These are absolutely science fiction (or fantasy or whatever label you want to apply), but they are popular culture movies, which are considered must-watch films for anyone, not just a science fiction (or fantasy) fan. The majority of people watching these films (or who watched them many years ago when they were new) would not be considering them in terms of science-fiction.

The number of people that have seen these two films (even the intersection) is phenomenally large - I'm sure considerably larger than the number of people that watch/read the majority of other work that the site focuses on.

This is why Harry Potter gets so many views - the series may be the only fantasy books that many of its readers have read or will read. Likewise Doctor Who (this may be less true in the US than in Commonwealth counties?) - the series may be the only science fiction show that many of its viewers watch/have watched/will watch.

(I think the element of mystery in Harry Potter and Doctor Who help here too, since that naturally lends itself to questions. If Harry Potter hadn't been finished by the time the site started, I imagine we would have vastly more questions about it.

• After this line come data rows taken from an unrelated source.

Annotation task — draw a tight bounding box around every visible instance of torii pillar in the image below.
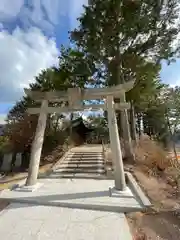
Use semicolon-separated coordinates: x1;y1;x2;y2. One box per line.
26;100;48;186
106;96;126;191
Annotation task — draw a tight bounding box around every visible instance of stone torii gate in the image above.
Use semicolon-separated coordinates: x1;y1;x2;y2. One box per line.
24;81;134;191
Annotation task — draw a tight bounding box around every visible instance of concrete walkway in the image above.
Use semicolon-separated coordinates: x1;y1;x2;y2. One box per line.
0;203;132;240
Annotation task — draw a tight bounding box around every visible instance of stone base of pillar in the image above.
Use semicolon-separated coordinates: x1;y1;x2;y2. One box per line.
109;187;133;197
13;183;43;192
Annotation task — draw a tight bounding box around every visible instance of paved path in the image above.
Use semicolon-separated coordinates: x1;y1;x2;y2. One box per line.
0;147;134;240
0;203;132;240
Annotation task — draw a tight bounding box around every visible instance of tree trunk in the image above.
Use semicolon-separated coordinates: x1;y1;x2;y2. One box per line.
120;93;134;161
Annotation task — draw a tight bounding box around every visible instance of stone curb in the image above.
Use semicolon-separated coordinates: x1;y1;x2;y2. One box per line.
1;197;142;213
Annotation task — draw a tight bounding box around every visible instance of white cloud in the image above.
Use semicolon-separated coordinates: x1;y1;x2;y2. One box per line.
69;0;88;29
0;0;24;20
0;28;58;102
0;0;88;34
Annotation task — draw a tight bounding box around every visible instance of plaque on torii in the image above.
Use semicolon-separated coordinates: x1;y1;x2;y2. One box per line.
25;81;134;191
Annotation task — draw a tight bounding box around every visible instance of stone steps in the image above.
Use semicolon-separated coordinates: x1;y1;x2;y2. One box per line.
51;151;105;178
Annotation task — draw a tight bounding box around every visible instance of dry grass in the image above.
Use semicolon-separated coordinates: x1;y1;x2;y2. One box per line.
134;135;172;174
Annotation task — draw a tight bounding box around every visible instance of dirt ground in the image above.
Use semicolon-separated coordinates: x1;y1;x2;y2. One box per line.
127;166;180;240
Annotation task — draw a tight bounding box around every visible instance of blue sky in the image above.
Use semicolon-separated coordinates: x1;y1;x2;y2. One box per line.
0;0;180;123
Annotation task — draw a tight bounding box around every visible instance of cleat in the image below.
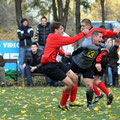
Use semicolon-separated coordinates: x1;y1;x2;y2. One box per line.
69;101;83;107
58;104;69;111
87;104;94;110
93;93;104;104
107;93;113;105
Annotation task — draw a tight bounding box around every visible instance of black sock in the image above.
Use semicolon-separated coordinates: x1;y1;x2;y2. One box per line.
86;89;93;105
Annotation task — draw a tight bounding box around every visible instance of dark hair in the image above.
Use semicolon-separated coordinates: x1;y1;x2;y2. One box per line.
21;18;28;24
81;18;91;25
50;22;62;33
31;42;38;47
41;16;47;20
92;30;102;37
100;25;105;29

Likewise if Lost was still airing when we started, that would (a popular culture TV show mystery) be a significant source of views).

This material isn't seen as "science fiction" or "fantasy", it's seen as "films" ("TV", "books"). That means that the potential audience is vastly larger.

IMO this also calls for an element of caution. Although these questions pull in large views, the value of our site is in the deep specialist knowledge about all science fiction and fantasy, not just the mainstream stuff. If the people viewing these questions end up taking a look at other questions on the site, or asking their own (good) questions, or answering other ones, then that's great. If they are just looking at that single question, then that's great for the metrics, but is it really adding value to the site?

IOW, I think it's great that we have these very popular questions, and I hope we continue to have them. However, I don't think we should do anything to go out of our way to have more questions about mainstream content than on lesser-known sci-fi/fantasy.